While Cedar City does have winter, often bitingly cold, if not nearly so cold as Canadian winters, it does reach below zero [Fahrenheit] temperatures a handful of times most winters, and most winter nights have sub-freezing temperatures. We also have lots of wind. Because at almost 6,000 feet, Cedar City is high desert, we don’t get huge amounts of snow, but it does tend to stay around, and we usually get 2-5 significant snowfalls, significant being more than a foot where I live. And because I do walk a lot for exercise, half on trails and half on streets/sidewalks, when this occurs, as it has in the last few weeks, I do notice which houses evidence snow removal, which do not, and how much is cleared, either by shovel, snow-blower, or plow.
There are those houses, thankfully a minority, where no snow ever appears to be shoveled, and where the inhabitants merely pack down the snow into a solid mass on driveways and sidewalks. Eventually, this turns to ice or a reasonable facsimile thereof. In time, in our dry air, it eventually sublimates, but not before causing slips and falls.
Then there are those houses where only the driveway is shoveled, clearly indicating that the thought that anyone walks anywhere except from or to a vehicle has never occurred to the inhabitants. Next come the houses where the sidewalk to the street and/or mailbox is shoveled, as well as the driveway, but nothing else.
Finally, there are the houses where every walk and driveway is shoveled/cleared. Ours fits this category, except for the redwood deck that’s effectively unusable in winter and inaccessible except from inside the house – although I do clear the access to the bird feeder.

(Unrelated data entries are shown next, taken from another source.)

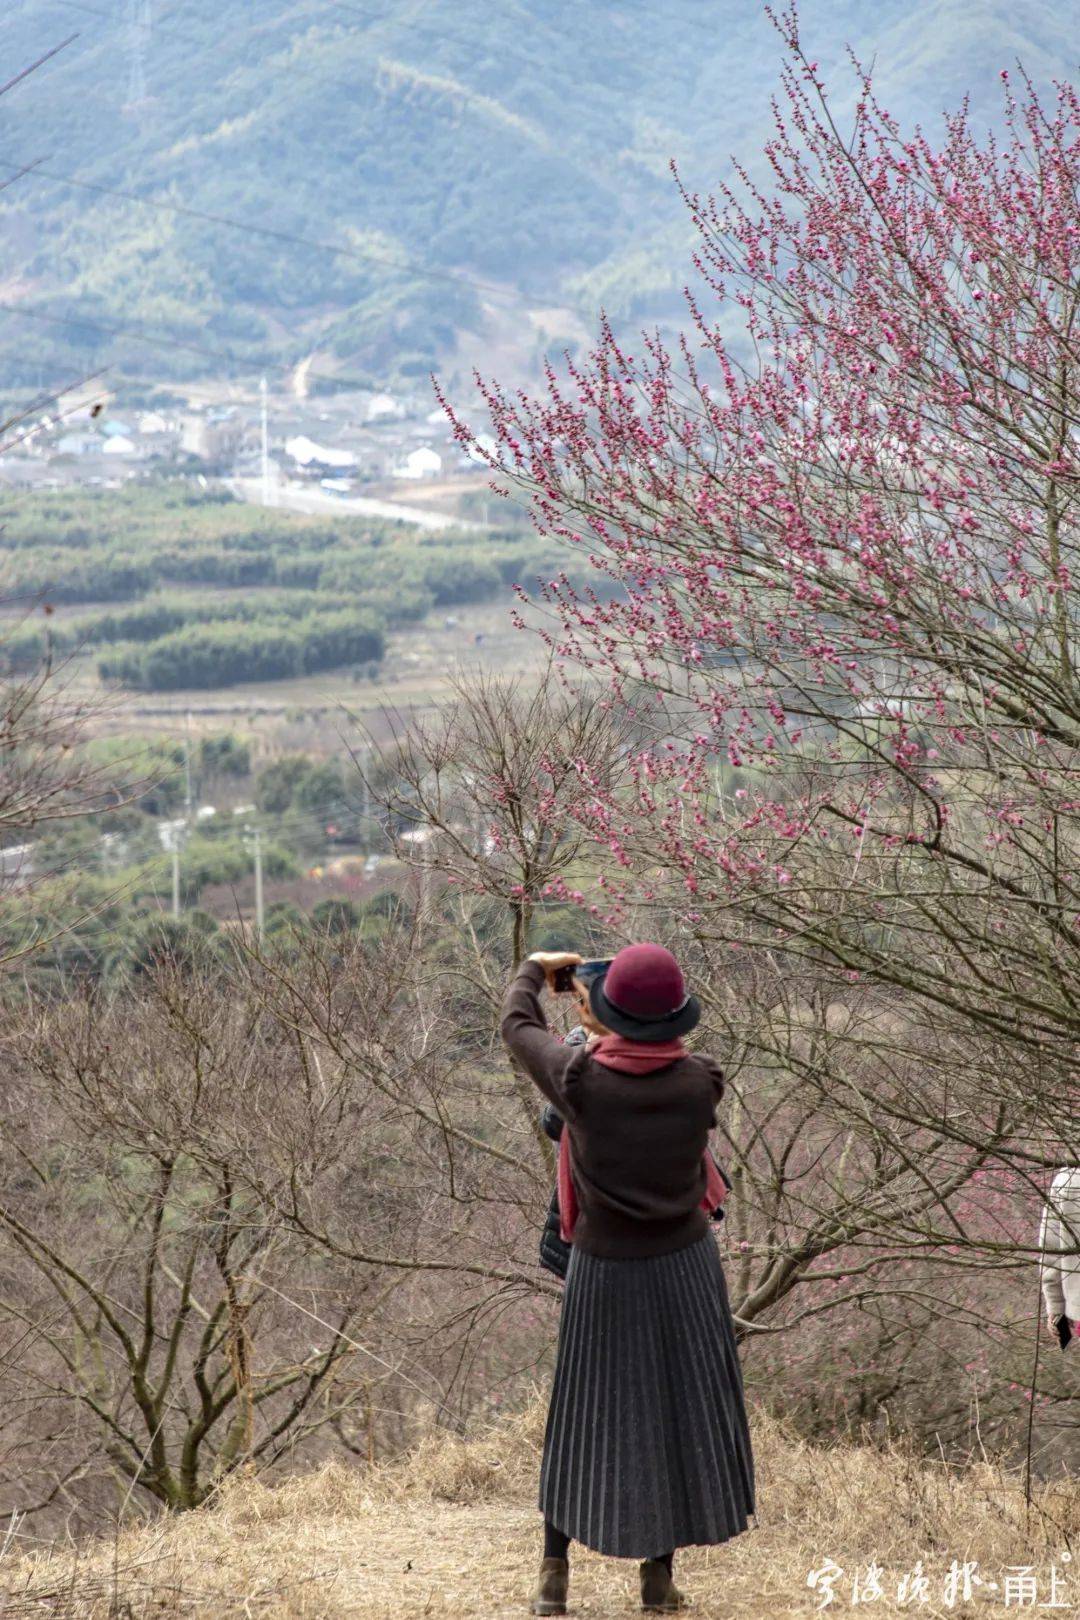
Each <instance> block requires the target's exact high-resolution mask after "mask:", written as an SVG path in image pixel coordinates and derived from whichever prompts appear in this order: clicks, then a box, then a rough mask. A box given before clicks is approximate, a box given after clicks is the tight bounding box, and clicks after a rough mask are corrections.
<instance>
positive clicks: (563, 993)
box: [552, 957, 610, 995]
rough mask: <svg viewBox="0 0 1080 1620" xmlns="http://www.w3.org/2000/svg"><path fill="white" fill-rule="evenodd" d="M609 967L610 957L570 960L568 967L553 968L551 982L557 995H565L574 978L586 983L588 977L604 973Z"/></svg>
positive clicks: (588, 977) (572, 981) (558, 967)
mask: <svg viewBox="0 0 1080 1620" xmlns="http://www.w3.org/2000/svg"><path fill="white" fill-rule="evenodd" d="M609 967H610V957H606V959H604V961H593V962H572V964H570V966H568V967H557V969H555V974H554V980H552V983H554V988H555V991H557V993H559V995H567V991H570V990H573V980H575V978H580V980H581V982H583V983H586V985H588V982H589V978H596V975H597V974H606V972H607V969H609Z"/></svg>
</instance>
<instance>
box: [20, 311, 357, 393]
mask: <svg viewBox="0 0 1080 1620" xmlns="http://www.w3.org/2000/svg"><path fill="white" fill-rule="evenodd" d="M0 311H2V313H3V314H13V316H16V318H18V319H23V321H44V322H47V324H49V326H79V327H86V330H89V332H100V334H102V335H104V337H126V339H131V340H133V342H136V343H144V345H146V347H147V348H160V350H168V352H183V353H189V355H199V356H201V358H202V360H212V361H214V363H215V364H230V366H235V368H238V369H241V371H280V373H291V371H295V369H296V366H298V364H300V361H298V360H270V358H269V356H261V355H230V353H227V352H225V350H220V348H207V347H206V343H191V342H188V340H186V339H172V337H151V335H149V334H146V332H142V330H141V329H139V327H134V326H112V324H105V322H104V321H89V319H86V316H76V314H53V313H50V311H47V309H28V308H26V306H24V305H11V303H2V301H0ZM113 364H118V363H117V361H113ZM308 376H309V377H317V379H321V381H324V382H335V384H338V386H342V384H347V386H351V387H358V389H372V387H379V386H381V382H379V379H377V377H374V374H369V373H364V374H361V373H348V371H317V369H316V368H314V366H309V368H308ZM144 381H147V382H149V381H162V379H160V377H159V379H151V377H147V379H144Z"/></svg>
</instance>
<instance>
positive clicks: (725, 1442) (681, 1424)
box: [539, 1233, 755, 1558]
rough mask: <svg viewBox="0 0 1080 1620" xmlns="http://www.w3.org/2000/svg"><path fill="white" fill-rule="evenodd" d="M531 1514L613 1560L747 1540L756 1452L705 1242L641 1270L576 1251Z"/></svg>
mask: <svg viewBox="0 0 1080 1620" xmlns="http://www.w3.org/2000/svg"><path fill="white" fill-rule="evenodd" d="M539 1505H541V1511H542V1515H544V1518H546V1520H549V1521H551V1523H552V1524H555V1526H557V1528H559V1529H560V1531H563V1534H567V1536H570V1537H572V1539H573V1541H576V1542H581V1544H583V1545H585V1547H593V1550H594V1552H604V1554H610V1555H612V1557H617V1558H653V1557H656V1555H657V1554H662V1552H672V1550H674V1549H675V1547H693V1545H709V1544H716V1542H721V1541H729V1539H730V1537H732V1536H738V1534H740V1531H745V1529H746V1523H748V1518H750V1515H751V1513H753V1511H755V1476H753V1453H751V1450H750V1430H748V1427H746V1409H745V1405H743V1382H742V1371H740V1366H738V1349H737V1346H735V1332H733V1325H732V1312H730V1306H729V1302H727V1283H725V1280H724V1267H722V1265H721V1257H719V1254H717V1251H716V1241H714V1238H712V1234H711V1233H708V1234H706V1236H704V1238H699V1239H698V1241H696V1243H693V1244H691V1246H690V1247H687V1249H678V1251H677V1252H675V1254H662V1255H657V1257H656V1259H649V1260H601V1259H597V1257H596V1255H591V1254H583V1252H581V1251H580V1249H576V1247H575V1249H573V1252H572V1257H570V1270H568V1272H567V1291H565V1298H563V1306H562V1322H560V1328H559V1361H557V1366H555V1382H554V1388H552V1396H551V1408H549V1413H547V1432H546V1437H544V1463H542V1468H541V1489H539Z"/></svg>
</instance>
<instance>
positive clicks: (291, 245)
mask: <svg viewBox="0 0 1080 1620" xmlns="http://www.w3.org/2000/svg"><path fill="white" fill-rule="evenodd" d="M0 167H2V168H6V170H15V168H16V167H18V165H16V164H13V162H11V160H3V162H0ZM28 172H29V173H32V175H34V177H40V178H42V180H52V181H55V183H57V185H63V186H73V188H74V190H78V191H92V193H96V194H99V196H108V198H118V199H120V201H121V203H136V204H139V206H141V207H149V209H155V211H157V212H162V214H178V215H180V217H181V219H196V220H199V222H201V224H206V225H222V227H225V228H227V230H238V232H241V233H243V235H246V237H257V238H262V240H267V241H283V243H287V245H290V246H293V248H311V249H314V251H316V253H330V254H334V256H337V258H342V259H355V261H356V262H358V264H368V262H374V264H385V266H387V267H389V269H392V271H408V272H410V274H413V275H419V277H426V279H429V280H437V282H450V283H453V285H460V287H471V288H476V290H479V292H484V293H489V295H491V296H492V298H513V296H517V295H515V293H513V292H512V290H510V288H507V287H499V285H497V283H495V282H483V280H481V279H479V277H476V275H468V274H466V272H460V271H444V269H432V267H429V266H426V264H421V262H419V261H415V259H400V258H395V256H393V254H390V253H379V251H377V249H376V248H348V246H343V245H342V243H337V241H325V240H322V238H319V237H301V235H300V233H298V232H291V230H280V228H279V227H277V225H254V224H253V222H251V220H240V219H232V217H230V215H228V214H212V212H210V211H209V209H198V207H189V206H188V204H185V203H165V201H162V199H160V198H149V196H144V194H142V193H139V191H121V190H120V188H118V186H105V185H99V183H97V181H92V180H79V178H78V177H76V175H62V173H58V172H57V170H55V168H42V167H40V164H37V165H36V167H32V168H29V170H28Z"/></svg>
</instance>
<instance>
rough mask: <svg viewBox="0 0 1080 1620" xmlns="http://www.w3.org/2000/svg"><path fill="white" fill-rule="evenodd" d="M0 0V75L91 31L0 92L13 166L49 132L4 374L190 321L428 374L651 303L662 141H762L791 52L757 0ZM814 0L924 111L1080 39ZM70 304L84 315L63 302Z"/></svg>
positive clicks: (1064, 57) (26, 241) (683, 261)
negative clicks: (780, 70) (581, 4)
mask: <svg viewBox="0 0 1080 1620" xmlns="http://www.w3.org/2000/svg"><path fill="white" fill-rule="evenodd" d="M5 11H6V15H5V18H3V23H2V24H0V37H2V40H3V58H2V63H0V65H2V68H3V71H2V73H0V79H6V78H10V76H11V75H13V73H16V71H18V70H19V68H21V66H24V65H26V63H29V62H32V60H34V58H36V57H37V55H40V53H42V52H45V50H47V49H50V47H52V45H55V44H58V42H60V40H62V39H65V37H66V36H68V34H71V32H74V31H78V34H79V37H78V39H76V40H74V42H73V44H71V45H68V47H66V49H65V50H63V52H60V53H58V55H57V57H55V60H52V62H50V63H49V65H47V66H44V68H42V70H40V71H37V73H34V75H31V76H29V78H28V79H24V81H23V83H21V84H19V86H18V87H16V89H13V91H11V92H8V94H6V96H3V97H0V162H2V164H3V165H8V167H3V168H0V183H2V181H5V180H6V178H10V173H11V165H23V164H28V162H32V160H36V159H44V162H42V164H40V170H39V172H36V173H32V175H26V177H24V178H21V180H18V183H15V185H13V186H10V188H6V190H5V191H3V193H0V209H2V212H3V217H2V220H0V227H2V228H3V259H2V261H0V262H2V269H0V277H2V279H3V287H2V290H0V303H3V306H5V309H3V311H0V319H2V322H3V327H2V332H0V368H2V369H0V379H6V381H8V382H11V381H19V379H21V381H28V379H29V381H34V379H36V377H37V376H39V369H40V366H42V356H45V358H52V360H53V361H63V363H65V364H66V363H70V360H71V356H73V353H74V352H76V350H81V352H83V358H86V360H94V361H100V360H105V358H107V360H110V361H112V360H117V358H121V360H126V361H128V364H130V366H131V368H139V366H141V368H142V369H146V371H154V373H155V374H164V373H168V371H172V373H173V374H176V373H198V371H206V369H207V366H206V356H201V355H198V353H194V352H193V350H194V348H198V347H204V348H206V347H210V348H215V350H217V352H220V353H230V355H244V356H249V358H251V360H256V363H257V361H259V360H261V358H264V356H267V355H274V356H277V358H280V360H291V358H300V356H301V355H304V353H308V352H311V350H313V348H316V347H317V348H319V352H321V355H322V356H327V358H329V363H330V366H334V364H335V363H337V364H338V366H342V368H343V369H345V371H348V373H351V374H363V373H368V371H372V373H381V374H392V373H393V371H403V373H405V374H408V373H410V371H411V373H415V374H421V373H423V371H426V369H427V368H429V366H431V363H432V361H439V363H440V364H449V366H450V368H453V364H455V358H457V360H458V361H465V360H471V358H476V352H478V345H483V347H481V350H479V352H483V353H484V355H486V356H491V355H492V352H494V353H499V348H500V345H504V343H508V347H510V350H513V352H515V353H513V358H515V361H518V360H526V361H528V358H529V355H534V353H538V352H539V348H541V347H542V345H544V342H549V340H551V339H552V335H555V337H560V335H563V334H565V332H572V330H573V318H575V316H576V318H583V319H585V322H586V326H589V324H591V322H593V316H594V311H596V308H597V306H599V305H601V303H606V305H607V306H609V308H610V309H612V311H614V313H615V314H625V316H636V314H641V313H656V311H657V309H661V308H662V306H664V303H665V301H670V300H672V298H674V296H675V290H677V287H678V283H680V280H682V274H683V267H685V240H687V232H685V219H683V214H682V209H680V206H678V203H677V199H675V194H674V188H672V181H670V177H669V172H667V162H669V159H670V157H677V159H678V160H680V165H682V167H683V170H685V173H687V177H688V180H690V181H691V183H693V185H695V186H708V185H709V181H711V180H712V178H714V177H716V175H717V173H722V172H724V170H725V165H727V159H729V154H732V152H737V154H738V156H743V157H753V152H755V151H756V149H759V146H761V141H763V139H764V136H766V133H767V126H769V94H771V91H772V89H774V87H776V83H777V65H779V57H780V50H779V40H777V37H776V34H774V31H772V29H771V26H769V24H767V21H766V19H764V15H763V11H761V8H759V5H758V3H756V0H717V3H708V0H665V3H664V5H649V3H646V0H588V3H586V5H581V3H580V0H517V3H515V0H483V3H481V0H452V3H450V0H427V3H424V0H350V3H345V0H338V3H335V0H219V3H217V5H214V3H212V0H176V3H168V0H84V3H83V0H24V3H23V5H19V6H18V8H5ZM801 15H803V26H805V34H806V39H808V44H810V45H811V49H813V52H814V55H816V57H818V60H819V62H821V65H823V66H824V68H826V70H829V71H832V70H834V68H837V70H839V73H840V75H842V55H844V45H845V42H852V44H853V45H855V49H857V50H858V52H860V55H863V57H865V58H871V57H873V58H876V62H878V66H879V81H881V87H882V92H884V97H886V102H887V105H889V107H891V110H892V112H895V113H899V115H900V117H904V118H921V120H925V122H928V123H931V122H933V120H934V118H936V115H938V113H939V110H941V109H942V107H944V105H949V104H955V102H957V99H959V97H960V94H962V92H965V91H967V89H972V91H973V102H975V107H976V110H978V112H984V113H986V115H991V113H993V112H994V110H996V107H997V89H999V86H997V70H999V68H1001V66H1007V65H1012V63H1014V62H1015V58H1017V57H1018V55H1020V57H1023V60H1025V63H1027V66H1028V68H1030V70H1031V71H1033V73H1035V76H1036V78H1040V79H1044V78H1046V76H1049V75H1051V73H1059V75H1061V73H1064V75H1069V73H1070V71H1072V66H1074V63H1072V55H1070V52H1072V40H1070V31H1069V29H1067V28H1065V26H1064V24H1062V18H1064V13H1062V8H1061V6H1059V5H1051V3H1049V0H915V3H913V0H879V3H876V5H873V6H871V5H866V3H865V0H805V3H803V6H801ZM839 83H840V79H837V84H839ZM55 177H66V178H65V180H58V178H55ZM73 180H76V181H79V186H74V185H71V181H73ZM96 186H99V188H105V190H92V188H96ZM86 188H89V190H86ZM115 191H121V193H130V194H142V196H147V198H152V199H155V204H157V206H152V207H151V206H146V204H144V203H136V201H125V199H121V198H117V196H115V194H112V193H115ZM175 209H186V211H191V212H176V211H175ZM207 214H214V215H228V217H230V219H233V220H243V222H251V224H254V225H259V227H262V228H264V232H266V230H272V232H279V233H280V235H266V233H264V235H254V233H244V232H241V230H235V228H232V227H227V225H223V224H217V222H214V220H209V219H206V217H204V215H207ZM290 237H303V238H308V240H309V241H317V243H322V245H332V246H335V248H337V249H338V251H330V248H329V246H304V245H303V243H298V241H293V240H287V238H290ZM478 280H479V282H483V283H484V285H483V287H479V285H476V282H478ZM492 288H494V290H492ZM13 303H19V305H21V306H23V311H24V313H23V314H21V316H16V314H11V313H10V306H11V305H13ZM29 309H34V311H37V319H32V318H31V316H29V314H28V313H26V311H29ZM538 311H539V314H538ZM544 311H546V313H544ZM45 314H49V316H52V321H45V319H42V316H45ZM76 314H78V316H81V319H83V321H84V322H96V324H94V326H91V324H84V326H81V327H78V326H73V324H60V322H62V321H71V319H73V318H74V316H76ZM102 326H113V327H115V326H123V327H126V329H131V327H133V326H138V327H139V329H142V330H146V332H154V334H155V335H162V334H165V335H168V337H172V339H173V340H175V342H176V343H183V342H188V343H189V345H191V347H189V348H183V347H173V348H172V350H167V348H149V347H146V345H134V343H133V340H131V339H130V337H128V339H125V337H118V335H117V334H115V332H113V334H104V332H102V330H100V327H102ZM470 342H471V343H473V350H470Z"/></svg>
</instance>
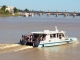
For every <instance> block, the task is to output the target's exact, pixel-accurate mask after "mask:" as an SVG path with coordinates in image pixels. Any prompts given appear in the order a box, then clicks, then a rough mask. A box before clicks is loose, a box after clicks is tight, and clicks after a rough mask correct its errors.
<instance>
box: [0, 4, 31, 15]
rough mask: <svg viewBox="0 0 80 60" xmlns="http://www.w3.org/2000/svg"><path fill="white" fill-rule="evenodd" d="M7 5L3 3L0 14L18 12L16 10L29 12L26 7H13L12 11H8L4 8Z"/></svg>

In observing all the different stages of snow removal or lack thereof, certain thoughts have occurred to me. First, clearing sidewalks – especially the walks other than those providing access to house, mailbox, or vehicle – is essentially a matter of both courtesy and safety to others.
Second, snow removal appears to be largely deficient in those dwellings harboring teenagers and young adults, except as necessary to obtain vehicle access.
Third, a high percentage of older couples still manage snow removal, although, understandably, it often takes them longer.
Fourth, after one or two winters, a certain percentage of retirees who moved here from California decide to move south.
Fifth, I’m really glad I have both a snow-blower and an ergonomic snow shovel.